Interestingly, this result is different from what we usually do. We usually preserve values with a ratio of \(p\) and divide the preserved values by \(p\), too. Now as we calculated, to achieve 1 s.t.d., we should divide the preserved values by \(\sqrt{p}\). This result should be carefully examined by experiment in the future.

6. Conclusion

In this report, we followed the methodology of [1] to infer the formulation for normalizing all popular layers of a modern CNN. We believe that normalizing every layer with mean substracted and s.t.d. divided will become a standard in the near future. Now we should start to modify our present layers with the new normalization method, and when we are creating new layers, we should keep in mind to normalize it with the method introduced above.

The shortage of this report is that we haven’t considered the back-propagation procedure. In paper [1][4], they claim that by normalizing the singular values of Jacobian matrix to 1 will lead to faster convergence and more numerically stable. I will study them and explore how to integrate the Jacobian normalization into the present normalization method.

Reference

[1] Devansh Arpit, Yingbo Zhou, Bhargava U. Kota, Venu Govindaraju, Normalization Propagation: A Parametric Technique for Removing Internal Covariate Shift in Deep Networks. http://arxiv.org/abs/1603.01431

[2] Tim Salimans, Diederik P. Kingma, Weight Normalization: A Simple Reparameterization to Accelerate Training of Deep Neural Networks. http://arxiv.org/abs/1602.07868

[3] Sergey Ioffe, Christian Szegedy, Batch Normalization: Accelerating Deep Network Training by Reducing Internal Covariate Shift. http://arxiv.org/abs/1502.03167

[4] Andrew M. Saxe, James L. McClelland, Surya Ganguli, Exact solutions to the nonlinear dynamics of learning in deep linear neural networks. http://arxiv.org/abs/1312.6120

Appendices

A. The formula fault of [1]

In [1], they present a bound describing the error of using diagnose matrix to approximate a covariance matrix. However, the bound is wrong. They mistake the \(\Vert W_i\Vert_2^4\) by \(\Vert W_i\Vert_2^2\) in the last line of equation 18. Then the equation 3 and 19 become to:

\[\Vert \Sigma - diag(\alpha) \Vert_F^2\le \sigma^4 \sum_{i,j=1;i\ne j}^m{m(m-1)\mu^2 \Vert W_i \Vert_2^2 \Vert W_j \Vert_2^2}\]

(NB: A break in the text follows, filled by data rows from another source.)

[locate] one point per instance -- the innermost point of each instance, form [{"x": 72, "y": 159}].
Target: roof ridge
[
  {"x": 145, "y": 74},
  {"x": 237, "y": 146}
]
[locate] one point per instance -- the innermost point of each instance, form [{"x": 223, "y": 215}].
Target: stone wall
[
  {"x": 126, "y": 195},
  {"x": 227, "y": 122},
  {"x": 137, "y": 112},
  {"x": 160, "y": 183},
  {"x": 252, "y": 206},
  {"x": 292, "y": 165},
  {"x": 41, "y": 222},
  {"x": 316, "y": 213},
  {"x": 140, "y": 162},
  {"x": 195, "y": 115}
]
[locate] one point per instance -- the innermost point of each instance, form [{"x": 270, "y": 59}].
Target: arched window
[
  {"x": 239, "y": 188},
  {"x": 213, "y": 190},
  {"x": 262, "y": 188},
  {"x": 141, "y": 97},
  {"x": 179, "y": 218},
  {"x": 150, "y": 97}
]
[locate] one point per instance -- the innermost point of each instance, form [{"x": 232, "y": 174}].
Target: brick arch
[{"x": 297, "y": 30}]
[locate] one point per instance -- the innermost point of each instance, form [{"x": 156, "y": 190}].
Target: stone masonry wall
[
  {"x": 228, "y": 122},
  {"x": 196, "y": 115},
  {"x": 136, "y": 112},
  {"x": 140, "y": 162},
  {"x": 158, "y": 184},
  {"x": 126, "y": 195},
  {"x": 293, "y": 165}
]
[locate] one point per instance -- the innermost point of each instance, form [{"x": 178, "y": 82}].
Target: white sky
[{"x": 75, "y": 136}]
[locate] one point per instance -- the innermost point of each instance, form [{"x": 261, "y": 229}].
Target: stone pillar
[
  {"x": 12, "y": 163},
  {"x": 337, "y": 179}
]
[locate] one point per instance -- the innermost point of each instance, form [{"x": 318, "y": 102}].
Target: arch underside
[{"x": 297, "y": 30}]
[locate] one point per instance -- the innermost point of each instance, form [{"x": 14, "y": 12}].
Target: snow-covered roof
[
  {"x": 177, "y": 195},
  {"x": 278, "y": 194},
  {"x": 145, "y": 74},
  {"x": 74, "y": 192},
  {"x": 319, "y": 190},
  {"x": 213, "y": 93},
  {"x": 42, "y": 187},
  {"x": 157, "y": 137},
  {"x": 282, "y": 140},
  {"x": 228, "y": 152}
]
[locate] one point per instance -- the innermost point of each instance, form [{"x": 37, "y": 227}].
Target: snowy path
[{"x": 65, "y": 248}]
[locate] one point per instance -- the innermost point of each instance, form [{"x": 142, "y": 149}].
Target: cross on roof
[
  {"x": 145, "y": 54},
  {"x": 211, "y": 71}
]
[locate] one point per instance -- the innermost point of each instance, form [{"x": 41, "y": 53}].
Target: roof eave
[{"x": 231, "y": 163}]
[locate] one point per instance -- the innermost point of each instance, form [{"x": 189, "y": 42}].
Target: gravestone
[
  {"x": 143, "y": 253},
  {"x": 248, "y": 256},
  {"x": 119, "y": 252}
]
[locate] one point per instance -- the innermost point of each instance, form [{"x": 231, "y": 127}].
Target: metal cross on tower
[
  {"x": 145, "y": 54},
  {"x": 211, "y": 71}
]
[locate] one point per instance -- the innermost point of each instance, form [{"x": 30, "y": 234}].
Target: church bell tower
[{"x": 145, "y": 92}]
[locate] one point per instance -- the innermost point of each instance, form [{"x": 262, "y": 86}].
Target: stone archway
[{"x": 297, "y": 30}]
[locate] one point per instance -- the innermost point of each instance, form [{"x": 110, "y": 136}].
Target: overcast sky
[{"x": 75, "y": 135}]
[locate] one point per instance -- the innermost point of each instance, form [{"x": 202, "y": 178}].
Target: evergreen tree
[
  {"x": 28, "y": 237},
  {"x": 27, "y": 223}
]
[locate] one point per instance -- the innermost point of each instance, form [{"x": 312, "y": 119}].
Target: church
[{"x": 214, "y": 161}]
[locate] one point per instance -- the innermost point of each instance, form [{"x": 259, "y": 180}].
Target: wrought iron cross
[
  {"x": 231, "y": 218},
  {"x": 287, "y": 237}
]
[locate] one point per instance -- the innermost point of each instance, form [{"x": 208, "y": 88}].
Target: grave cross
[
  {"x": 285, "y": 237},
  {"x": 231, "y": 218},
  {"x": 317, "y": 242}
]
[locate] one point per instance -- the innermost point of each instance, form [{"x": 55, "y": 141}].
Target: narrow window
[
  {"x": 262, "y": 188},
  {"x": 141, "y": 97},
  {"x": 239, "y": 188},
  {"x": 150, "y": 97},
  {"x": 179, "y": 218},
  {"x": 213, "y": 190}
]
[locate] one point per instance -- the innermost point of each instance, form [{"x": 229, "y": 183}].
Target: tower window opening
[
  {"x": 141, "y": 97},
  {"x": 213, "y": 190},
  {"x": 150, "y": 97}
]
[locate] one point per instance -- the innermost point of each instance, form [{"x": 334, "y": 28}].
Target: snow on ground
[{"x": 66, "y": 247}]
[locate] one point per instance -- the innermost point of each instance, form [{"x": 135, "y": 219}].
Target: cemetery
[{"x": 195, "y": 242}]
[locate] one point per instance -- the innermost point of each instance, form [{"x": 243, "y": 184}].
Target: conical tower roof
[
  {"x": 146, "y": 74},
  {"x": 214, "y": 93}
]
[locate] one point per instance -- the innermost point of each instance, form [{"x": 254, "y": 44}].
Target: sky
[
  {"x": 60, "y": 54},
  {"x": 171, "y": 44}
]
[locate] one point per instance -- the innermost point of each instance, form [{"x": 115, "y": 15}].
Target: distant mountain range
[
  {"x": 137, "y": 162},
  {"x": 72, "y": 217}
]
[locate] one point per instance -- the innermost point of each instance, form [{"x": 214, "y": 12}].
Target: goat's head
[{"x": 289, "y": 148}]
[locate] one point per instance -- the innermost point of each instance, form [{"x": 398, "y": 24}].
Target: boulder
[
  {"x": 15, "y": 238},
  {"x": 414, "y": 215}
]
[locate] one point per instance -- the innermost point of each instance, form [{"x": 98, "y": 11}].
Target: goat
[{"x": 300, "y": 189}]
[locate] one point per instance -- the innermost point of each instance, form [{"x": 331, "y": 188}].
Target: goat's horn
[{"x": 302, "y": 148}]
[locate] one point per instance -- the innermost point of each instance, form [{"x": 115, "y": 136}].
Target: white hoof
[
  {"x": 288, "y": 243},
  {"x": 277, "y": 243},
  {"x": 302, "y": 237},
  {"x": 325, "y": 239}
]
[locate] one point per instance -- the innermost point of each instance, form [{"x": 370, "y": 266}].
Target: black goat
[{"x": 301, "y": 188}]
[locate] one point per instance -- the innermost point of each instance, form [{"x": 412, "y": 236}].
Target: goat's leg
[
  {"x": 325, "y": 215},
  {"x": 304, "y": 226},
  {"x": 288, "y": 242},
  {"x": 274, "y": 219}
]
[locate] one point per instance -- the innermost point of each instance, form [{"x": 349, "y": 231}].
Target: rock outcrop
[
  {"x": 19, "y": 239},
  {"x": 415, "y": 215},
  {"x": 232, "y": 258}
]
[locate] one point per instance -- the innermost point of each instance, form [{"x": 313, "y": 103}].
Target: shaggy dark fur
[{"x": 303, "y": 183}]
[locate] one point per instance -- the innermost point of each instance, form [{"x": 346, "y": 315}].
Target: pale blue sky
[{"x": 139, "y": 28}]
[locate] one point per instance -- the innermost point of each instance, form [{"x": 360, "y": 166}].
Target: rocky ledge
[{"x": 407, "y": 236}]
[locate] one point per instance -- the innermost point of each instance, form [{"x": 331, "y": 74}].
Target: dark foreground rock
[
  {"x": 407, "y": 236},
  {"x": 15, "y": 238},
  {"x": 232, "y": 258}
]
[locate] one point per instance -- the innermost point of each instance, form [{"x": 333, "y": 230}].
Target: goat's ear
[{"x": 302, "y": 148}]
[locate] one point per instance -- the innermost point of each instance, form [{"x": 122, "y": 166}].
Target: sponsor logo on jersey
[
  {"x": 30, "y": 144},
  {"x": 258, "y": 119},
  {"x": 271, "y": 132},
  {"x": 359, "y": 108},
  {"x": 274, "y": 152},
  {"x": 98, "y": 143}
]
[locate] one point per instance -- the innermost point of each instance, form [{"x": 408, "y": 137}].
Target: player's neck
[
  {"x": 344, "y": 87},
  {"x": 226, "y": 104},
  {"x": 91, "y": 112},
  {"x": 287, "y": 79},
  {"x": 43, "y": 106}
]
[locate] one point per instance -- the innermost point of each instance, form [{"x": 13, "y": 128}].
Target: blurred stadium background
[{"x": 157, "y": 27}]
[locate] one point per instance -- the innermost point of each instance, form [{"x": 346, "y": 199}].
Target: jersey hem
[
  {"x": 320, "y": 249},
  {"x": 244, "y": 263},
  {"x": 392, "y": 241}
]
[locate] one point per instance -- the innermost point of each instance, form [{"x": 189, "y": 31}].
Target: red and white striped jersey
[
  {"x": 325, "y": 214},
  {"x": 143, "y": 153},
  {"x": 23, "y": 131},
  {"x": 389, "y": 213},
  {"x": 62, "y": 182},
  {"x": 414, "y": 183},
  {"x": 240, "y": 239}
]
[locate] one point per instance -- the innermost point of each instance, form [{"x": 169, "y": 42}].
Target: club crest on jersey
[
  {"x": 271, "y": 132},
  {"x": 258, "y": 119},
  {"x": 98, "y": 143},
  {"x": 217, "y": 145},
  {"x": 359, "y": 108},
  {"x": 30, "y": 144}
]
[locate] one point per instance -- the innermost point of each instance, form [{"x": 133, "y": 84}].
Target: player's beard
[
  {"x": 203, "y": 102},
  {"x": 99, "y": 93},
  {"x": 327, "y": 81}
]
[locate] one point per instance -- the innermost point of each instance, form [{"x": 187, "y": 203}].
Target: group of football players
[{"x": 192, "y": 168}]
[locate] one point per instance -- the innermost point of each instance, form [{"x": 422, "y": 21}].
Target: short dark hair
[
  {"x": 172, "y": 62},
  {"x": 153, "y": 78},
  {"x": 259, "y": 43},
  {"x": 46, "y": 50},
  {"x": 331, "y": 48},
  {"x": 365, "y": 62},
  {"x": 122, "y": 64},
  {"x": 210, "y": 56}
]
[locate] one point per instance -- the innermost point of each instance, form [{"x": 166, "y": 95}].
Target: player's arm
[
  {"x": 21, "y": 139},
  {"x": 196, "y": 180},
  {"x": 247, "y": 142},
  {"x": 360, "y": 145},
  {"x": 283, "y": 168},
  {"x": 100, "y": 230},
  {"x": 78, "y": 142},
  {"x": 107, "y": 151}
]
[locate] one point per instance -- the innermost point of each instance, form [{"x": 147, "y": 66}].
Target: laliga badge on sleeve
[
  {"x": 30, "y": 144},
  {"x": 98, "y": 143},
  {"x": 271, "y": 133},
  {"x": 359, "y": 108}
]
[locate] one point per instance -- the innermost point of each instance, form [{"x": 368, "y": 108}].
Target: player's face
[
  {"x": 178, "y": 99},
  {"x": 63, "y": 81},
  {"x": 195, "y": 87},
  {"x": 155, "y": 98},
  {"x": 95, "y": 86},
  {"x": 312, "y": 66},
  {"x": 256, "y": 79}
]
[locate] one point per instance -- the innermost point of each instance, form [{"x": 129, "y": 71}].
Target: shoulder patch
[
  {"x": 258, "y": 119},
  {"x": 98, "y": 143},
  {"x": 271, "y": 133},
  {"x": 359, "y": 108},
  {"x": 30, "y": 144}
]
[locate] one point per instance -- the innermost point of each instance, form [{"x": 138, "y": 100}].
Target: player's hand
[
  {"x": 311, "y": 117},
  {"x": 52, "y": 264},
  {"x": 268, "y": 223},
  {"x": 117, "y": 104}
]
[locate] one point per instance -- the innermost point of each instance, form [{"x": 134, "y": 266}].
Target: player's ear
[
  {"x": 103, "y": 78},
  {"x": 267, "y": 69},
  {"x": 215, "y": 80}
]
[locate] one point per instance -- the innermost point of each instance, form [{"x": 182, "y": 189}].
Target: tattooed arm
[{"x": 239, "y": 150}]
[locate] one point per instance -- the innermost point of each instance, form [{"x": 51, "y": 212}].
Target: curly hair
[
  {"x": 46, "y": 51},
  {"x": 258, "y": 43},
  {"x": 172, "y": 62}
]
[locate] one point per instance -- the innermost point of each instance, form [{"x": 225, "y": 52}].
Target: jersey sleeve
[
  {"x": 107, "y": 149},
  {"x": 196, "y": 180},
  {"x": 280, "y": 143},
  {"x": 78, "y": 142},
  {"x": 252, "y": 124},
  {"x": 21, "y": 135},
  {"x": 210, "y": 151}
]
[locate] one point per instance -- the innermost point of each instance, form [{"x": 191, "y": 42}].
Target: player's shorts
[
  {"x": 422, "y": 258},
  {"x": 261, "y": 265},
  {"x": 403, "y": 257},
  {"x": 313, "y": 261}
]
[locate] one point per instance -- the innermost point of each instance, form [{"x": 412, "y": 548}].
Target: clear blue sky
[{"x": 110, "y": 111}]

As we can see, there is no \(1- \Vert W_i \Vert_2^2\) at all, so there is no reason to explain why we should normalize \(\Vert W_i \Vert_2^2=1\).

However, they still get the correct conclusion that we should normalize the weight matrix by the \(\ell 2\) norm of rows. But the theoretical analysis of the bound is wrong. In fact, the reason why we should normalize the weight matrix is very simple as we wrote above.